- McDonaldsville Township, Minnesota Location within the state of Minnesota McDonaldsville Township, Minnesota McDonaldsville Township, Minnesota (the United States)
- Coordinates: 47°16′24″N 96°30′56″W﻿ / ﻿47.27333°N 96.51556°W
- Country: United States
- State: Minnesota
- County: Norman

Area
- • Total: 34.8 sq mi (90.2 km^{2})
- • Land: 34.8 sq mi (90.2 km^{2})
- • Water: 0 sq mi (0.0 km^{2})
- Elevation: 902 ft (275 m)

Population (2000)
- • Total: 186
- • Density: 5.4/sq mi (2.1/km^{2})
- Time zone: UTC-6 (Central (CST))
- • Summer (DST): UTC-5 (CDT)
- FIPS code: 27-38978
- GNIS feature ID: 0664857

= McDonaldsville Township, Norman County, Minnesota =

McDonaldsville Township is a township in Norman County, Minnesota, United States. The population was 186 at the 2000 census.

McDonaldsville Township was organized in 1874, and named for Finnen McDonald, a Scottish settler.

==Geography==
According to the United States Census Bureau, the township has a total area of 34.8 square miles (90.2 km^{2}), all land.

==Demographics==
As of the census of 2000, there were 186 people, 68 households, and 60 families residing in the township.
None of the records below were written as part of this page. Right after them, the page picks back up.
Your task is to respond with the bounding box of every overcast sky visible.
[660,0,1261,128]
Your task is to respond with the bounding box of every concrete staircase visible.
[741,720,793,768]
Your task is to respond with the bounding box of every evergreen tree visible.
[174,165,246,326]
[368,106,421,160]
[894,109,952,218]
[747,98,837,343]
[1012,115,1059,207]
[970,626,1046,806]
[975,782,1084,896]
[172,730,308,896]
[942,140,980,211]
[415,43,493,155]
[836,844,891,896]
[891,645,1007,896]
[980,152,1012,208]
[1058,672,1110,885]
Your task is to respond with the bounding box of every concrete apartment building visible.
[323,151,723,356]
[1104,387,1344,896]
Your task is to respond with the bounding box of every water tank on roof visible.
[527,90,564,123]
The population density was 5.3 PD/sqmi. There were 81 housing units at an average density of 2.3 /sqmi. The racial makeup of the township was 99.46% White, and 0.54% from two or more races.

There were 68 households, out of which 33.8% had children under the age of 18 living with them, 83.8% were married couples living together, 4.4% had a female householder with no husband present, and 10.3% were non-families. 10.3% of all households were made up of individuals, and 2.9% had someone living alone who was 65 years of age or older. The average household size was 2.74 and the average family size was 2.93.

In the township the population was spread out, with 25.3% under the age of 18, 5.9% from 18 to 24, 22.0% from 25 to 44, 29.6% from 45 to 64, and 17.2% who were 65 years of age or older. The median age was 43 years. For every 100 females, there were 113.8 males. For every 100 females age 18 and over, there were 107.5 males.

The median income for a household in the township was $48,333, and the median income for a family was $48,333. Males had a median income of $27,292 versus $30,536 for females. The per capita income for the township was $16,739. About 6.3% of families and 6.8% of the population were below the poverty line, including none of those under the age of eighteen and 6.3% of those 65 or over.